# Titanium ring, its not what you are thinking!



## PEU (Jul 8, 2008)

I just made a titanium ring for my pregnant wife, yes, we are waiting a new kid (around november)

It took a lot of time, but I'm happy with the result, also polished it "kenster style" its exactly like this one 19mm OD, 16.5 ID and 4mm wide
Its difficult to photograph such a shinny item, but here you go:




(click for bigger version)

I'm enjoying a mate after a lot of work :nana:


Pablo


----------



## 84Maroon (Jul 8, 2008)

Nice and simple, very nice.:thumbsup:


----------



## Ganp (Jul 8, 2008)

Very best wishes for your growing family Pablo.

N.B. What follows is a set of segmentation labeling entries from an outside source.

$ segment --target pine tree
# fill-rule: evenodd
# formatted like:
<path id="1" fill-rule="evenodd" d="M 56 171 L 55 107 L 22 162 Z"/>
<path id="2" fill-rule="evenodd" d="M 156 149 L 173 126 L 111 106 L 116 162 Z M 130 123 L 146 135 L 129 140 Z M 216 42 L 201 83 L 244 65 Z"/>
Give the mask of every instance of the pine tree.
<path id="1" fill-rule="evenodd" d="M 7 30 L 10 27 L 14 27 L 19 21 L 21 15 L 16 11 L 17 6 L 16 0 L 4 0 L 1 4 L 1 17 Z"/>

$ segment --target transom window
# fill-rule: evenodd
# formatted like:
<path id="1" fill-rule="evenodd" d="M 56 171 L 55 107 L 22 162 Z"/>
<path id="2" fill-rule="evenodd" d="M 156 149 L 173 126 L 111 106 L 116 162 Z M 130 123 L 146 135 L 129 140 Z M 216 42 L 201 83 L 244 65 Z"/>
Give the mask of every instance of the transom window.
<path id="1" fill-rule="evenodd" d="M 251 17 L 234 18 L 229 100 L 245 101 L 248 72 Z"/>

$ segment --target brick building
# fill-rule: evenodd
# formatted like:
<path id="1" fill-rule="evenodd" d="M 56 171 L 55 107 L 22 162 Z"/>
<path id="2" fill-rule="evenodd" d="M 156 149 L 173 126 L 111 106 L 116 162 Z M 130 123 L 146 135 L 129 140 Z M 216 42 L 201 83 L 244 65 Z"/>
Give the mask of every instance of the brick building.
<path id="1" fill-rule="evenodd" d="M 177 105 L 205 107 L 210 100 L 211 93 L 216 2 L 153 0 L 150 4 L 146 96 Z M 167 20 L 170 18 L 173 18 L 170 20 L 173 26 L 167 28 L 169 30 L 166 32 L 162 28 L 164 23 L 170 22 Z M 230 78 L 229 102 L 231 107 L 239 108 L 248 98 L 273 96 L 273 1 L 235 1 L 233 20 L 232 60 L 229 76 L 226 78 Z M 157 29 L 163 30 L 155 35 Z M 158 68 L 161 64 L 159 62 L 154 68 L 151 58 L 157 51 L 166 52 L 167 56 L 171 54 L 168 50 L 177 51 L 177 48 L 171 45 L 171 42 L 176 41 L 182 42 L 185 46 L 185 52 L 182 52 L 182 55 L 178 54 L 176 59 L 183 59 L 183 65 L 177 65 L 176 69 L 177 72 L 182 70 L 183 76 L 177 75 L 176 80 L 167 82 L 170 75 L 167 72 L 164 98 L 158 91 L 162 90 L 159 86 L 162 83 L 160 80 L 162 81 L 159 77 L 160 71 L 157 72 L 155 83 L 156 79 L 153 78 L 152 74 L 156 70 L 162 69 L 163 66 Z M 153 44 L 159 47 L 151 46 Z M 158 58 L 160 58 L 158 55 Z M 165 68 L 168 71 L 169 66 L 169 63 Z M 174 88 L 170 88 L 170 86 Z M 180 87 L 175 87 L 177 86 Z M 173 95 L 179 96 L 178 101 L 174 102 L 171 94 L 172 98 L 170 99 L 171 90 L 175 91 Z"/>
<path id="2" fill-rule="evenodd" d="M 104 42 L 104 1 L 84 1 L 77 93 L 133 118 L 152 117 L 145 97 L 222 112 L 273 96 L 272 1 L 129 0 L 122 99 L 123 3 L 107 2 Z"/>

And excellent work on the ring :twothumbs


Colin.


----------



## wquiles (Jul 8, 2008)

Muchas Felicidades Pablo


----------



## will (Jul 9, 2008)

best of luck with the upcoming event.

One thing about Ti rings - they can't be cut off easily if that becomes necessary - There have been some posts about that here and on other forums.


----------



## maxspeeds (Jul 9, 2008)

Awesome craftsmanship!

What is that big "pipe" looking object in the background?


----------



## ESD (Jul 9, 2008)

maxspeeds said:


> Awesome craftsmanship!
> 
> What is that big "pipe" looking object in the background?



See the 'mate' link.


----------



## FredericoFreire (Jul 11, 2008)

First, congrats for the new kid!

Regarding the beverage... Chimarrão, that's how we call Mate in Brazil.


----------



## octaf (Jul 23, 2008)

I wish I can do that myself.


----------